China Meet and Greet: Events News

Two Delegations are Coming to Cincinnati

Join them for lunch September 24


Mark your calendars. Thanks to the work of Felix Chang at the University of Cincinnati College of Law, we’re going to have the chance to meet with the members of both the Beijing and Chongqing bar associations. Frost Brown Todd will host the two delegations at their offices on the 33rd floor of the Great American Tower downtown. You can get all the details and register at this link. The event is free for members.

Also, our newly formed Young Professionals Committee will hold a networking event on the evening of Sept. 18. The committee members haven’t quite decided on a location, but it could be one of the sushi shops on West McMillan St. We’ll announce all the details next week on our Facebook page.

Finally, our Programs Committee has been working diligently to put together a great dinner party for our annual Lunar New Year Gala. They have almost finished making their choice for the menu, time and location of the event. By this time next month, we’ll be announcing all the details. But for now, you can go ahead and mark your calendars for Feb. 6, 2015.

Welcoming University of Cincinnati’s New Chinese Students

cincinnati-greetings-from

 

Greetings and welcome to Cincinnati.

Or in other words:

同学们,欢迎!

University of Cincinnati welcomed nearly 1,000 new international students to its ranks this week. They landed at Cincinnati/Northern Kentucky International Airport (more colloquially known as CVG) early this week and received simple toiletries — how nice — and a free ride to their new homes.

Oh yeah and one third (about 250 students) are from China. The other large groups come from India and Saudi Arabia mostly, but our sources; i.e. the international office, say the largest group is the Chinese students.

We’re throwing a party for them tomorrow (Friday, Aug. 15) from 2 to 5 pm at the 86 Club on Short Vine. If you have the time, come join us. We’ll have food, music, games and prizes. A panel of Chinese professionals who live in Cincinnati will also join us to talk about life in the Queen City.

Our goal is to engage this community and help to thrive in Cincinnati. We hope they study hard, graduate fast and get jobs locally. The Cincinnati USA Regional Chamber of Commerce has found that 72 percent of international students want to stay in Cincinnati. It makes sense to help them gain the best opportunities possible.

Chinese Chamber Added to Ranks of Cincinnati Mayor’s Immigration Task Force

Cincinnati Mayor John Cranley kicked off his immigration task force July 24 and the Chinese Chamber has been added to the ranks.

The mayor surrounded himself with about 80 of the volunteers who will make up this task force during a press conference in the marbled corridors of Music Hall this month and he made it quite clear that his focus is direct foreign investment.

It’s been a project of his since the beginning; the endeavor is just now gaining traction.

Attracting more foreign-born people to live, work and invest here makes the region more competitive. And it draws new sources of capital, innovation, productivity and excitement, Cranley said.

The Chinese Chamber has been added to the committee chaired by Bob Stevie, treasurer of Cincinnati Sister Cities, to attract foreigners to Cincinnati for possible investment and immigration.

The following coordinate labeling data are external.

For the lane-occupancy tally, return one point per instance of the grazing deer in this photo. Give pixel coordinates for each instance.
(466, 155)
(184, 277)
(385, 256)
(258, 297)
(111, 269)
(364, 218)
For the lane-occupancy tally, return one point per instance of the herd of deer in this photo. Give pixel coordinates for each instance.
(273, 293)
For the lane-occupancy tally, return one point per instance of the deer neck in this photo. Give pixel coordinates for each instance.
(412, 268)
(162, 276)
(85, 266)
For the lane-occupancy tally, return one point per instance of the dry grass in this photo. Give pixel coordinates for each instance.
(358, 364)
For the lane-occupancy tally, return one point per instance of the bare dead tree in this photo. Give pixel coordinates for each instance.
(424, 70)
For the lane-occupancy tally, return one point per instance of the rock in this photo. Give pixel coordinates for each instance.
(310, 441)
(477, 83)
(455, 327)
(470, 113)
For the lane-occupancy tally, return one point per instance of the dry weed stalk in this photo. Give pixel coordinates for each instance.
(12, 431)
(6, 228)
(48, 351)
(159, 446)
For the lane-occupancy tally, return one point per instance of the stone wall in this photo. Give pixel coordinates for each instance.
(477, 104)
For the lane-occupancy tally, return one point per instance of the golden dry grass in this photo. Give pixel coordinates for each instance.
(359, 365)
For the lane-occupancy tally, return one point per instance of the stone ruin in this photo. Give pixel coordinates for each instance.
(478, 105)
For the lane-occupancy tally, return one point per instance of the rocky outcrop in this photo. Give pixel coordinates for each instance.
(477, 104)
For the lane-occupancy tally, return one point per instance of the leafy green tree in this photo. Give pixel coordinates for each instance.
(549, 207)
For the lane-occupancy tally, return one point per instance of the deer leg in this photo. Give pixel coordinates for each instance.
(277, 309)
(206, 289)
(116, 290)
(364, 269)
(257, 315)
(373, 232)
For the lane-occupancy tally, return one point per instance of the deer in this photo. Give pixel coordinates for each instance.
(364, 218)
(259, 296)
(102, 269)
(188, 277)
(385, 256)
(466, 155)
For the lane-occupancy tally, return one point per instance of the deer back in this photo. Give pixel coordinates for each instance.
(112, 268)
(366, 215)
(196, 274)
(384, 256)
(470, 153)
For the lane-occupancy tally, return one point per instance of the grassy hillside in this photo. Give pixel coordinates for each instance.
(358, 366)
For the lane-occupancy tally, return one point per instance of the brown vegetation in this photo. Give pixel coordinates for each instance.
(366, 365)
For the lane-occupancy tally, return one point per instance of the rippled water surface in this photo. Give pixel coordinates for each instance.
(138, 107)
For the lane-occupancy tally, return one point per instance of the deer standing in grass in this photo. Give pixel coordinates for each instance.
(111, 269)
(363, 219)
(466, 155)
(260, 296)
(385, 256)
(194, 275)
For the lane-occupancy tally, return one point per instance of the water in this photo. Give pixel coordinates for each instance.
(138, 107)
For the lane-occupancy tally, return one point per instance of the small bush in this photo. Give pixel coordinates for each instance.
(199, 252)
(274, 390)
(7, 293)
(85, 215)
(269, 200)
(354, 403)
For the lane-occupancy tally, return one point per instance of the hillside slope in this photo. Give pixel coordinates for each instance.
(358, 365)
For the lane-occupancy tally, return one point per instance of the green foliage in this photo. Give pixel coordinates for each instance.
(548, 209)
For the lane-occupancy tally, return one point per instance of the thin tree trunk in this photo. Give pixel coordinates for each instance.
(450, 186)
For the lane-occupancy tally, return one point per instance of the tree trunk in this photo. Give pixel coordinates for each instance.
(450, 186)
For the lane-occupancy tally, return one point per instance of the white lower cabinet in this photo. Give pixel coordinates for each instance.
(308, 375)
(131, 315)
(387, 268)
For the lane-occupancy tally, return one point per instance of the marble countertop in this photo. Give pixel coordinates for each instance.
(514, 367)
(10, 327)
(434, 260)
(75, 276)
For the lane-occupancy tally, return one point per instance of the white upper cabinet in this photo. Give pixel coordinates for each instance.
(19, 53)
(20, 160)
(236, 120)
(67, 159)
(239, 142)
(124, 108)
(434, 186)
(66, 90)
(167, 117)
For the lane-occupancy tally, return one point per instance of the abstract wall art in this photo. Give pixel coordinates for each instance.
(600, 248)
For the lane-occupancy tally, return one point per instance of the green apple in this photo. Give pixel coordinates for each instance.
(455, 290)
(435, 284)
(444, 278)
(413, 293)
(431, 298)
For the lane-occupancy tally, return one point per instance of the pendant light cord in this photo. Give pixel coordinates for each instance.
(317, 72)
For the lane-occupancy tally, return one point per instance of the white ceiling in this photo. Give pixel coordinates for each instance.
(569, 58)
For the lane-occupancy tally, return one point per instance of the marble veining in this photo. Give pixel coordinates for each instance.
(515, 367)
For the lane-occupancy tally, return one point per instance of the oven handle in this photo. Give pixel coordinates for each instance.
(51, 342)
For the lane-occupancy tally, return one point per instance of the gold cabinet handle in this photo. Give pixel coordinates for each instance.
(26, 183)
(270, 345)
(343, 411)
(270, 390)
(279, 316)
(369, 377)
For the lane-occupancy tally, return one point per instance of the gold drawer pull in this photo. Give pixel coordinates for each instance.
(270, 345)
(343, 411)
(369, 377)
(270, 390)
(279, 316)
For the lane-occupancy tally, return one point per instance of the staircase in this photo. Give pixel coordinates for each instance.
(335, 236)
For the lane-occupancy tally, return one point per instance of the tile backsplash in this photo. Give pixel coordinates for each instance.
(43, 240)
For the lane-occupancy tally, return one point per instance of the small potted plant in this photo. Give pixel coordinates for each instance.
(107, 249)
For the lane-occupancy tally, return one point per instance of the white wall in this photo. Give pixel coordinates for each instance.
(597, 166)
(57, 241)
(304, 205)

Strikingly enough, the Chinese Chamber’s membership committee has been working on a program for which Stevie has shown much approval. In fact, a member of the membership committee is in China right now pitching the idea of tourist packages to Cincinnati. He will be speaking with Chinese tourism agencies and government officials about the opportunity.

The goal of this tourism program is to collaborate with local organizations to put together a lovely sightseeing package and set aside optional time for viewing residential areas, schools, universities, hospitals, etc. We want to capture some of the billions of dollars that are spent by Chinese tourists travelling abroad, and if possible, entice them to live and work here.

After all, Cincinnati is far behind more vibrant cities in the nation of similar size when it comes to percentage of the population that was born abroad. Cincinnati’s percent of foreign-born residents stands at just 5 percent, compared to 13 percent nationwide. To become greater, Cincinnati needs more diversity. The Chinese Chamber will lend its strength to that effort.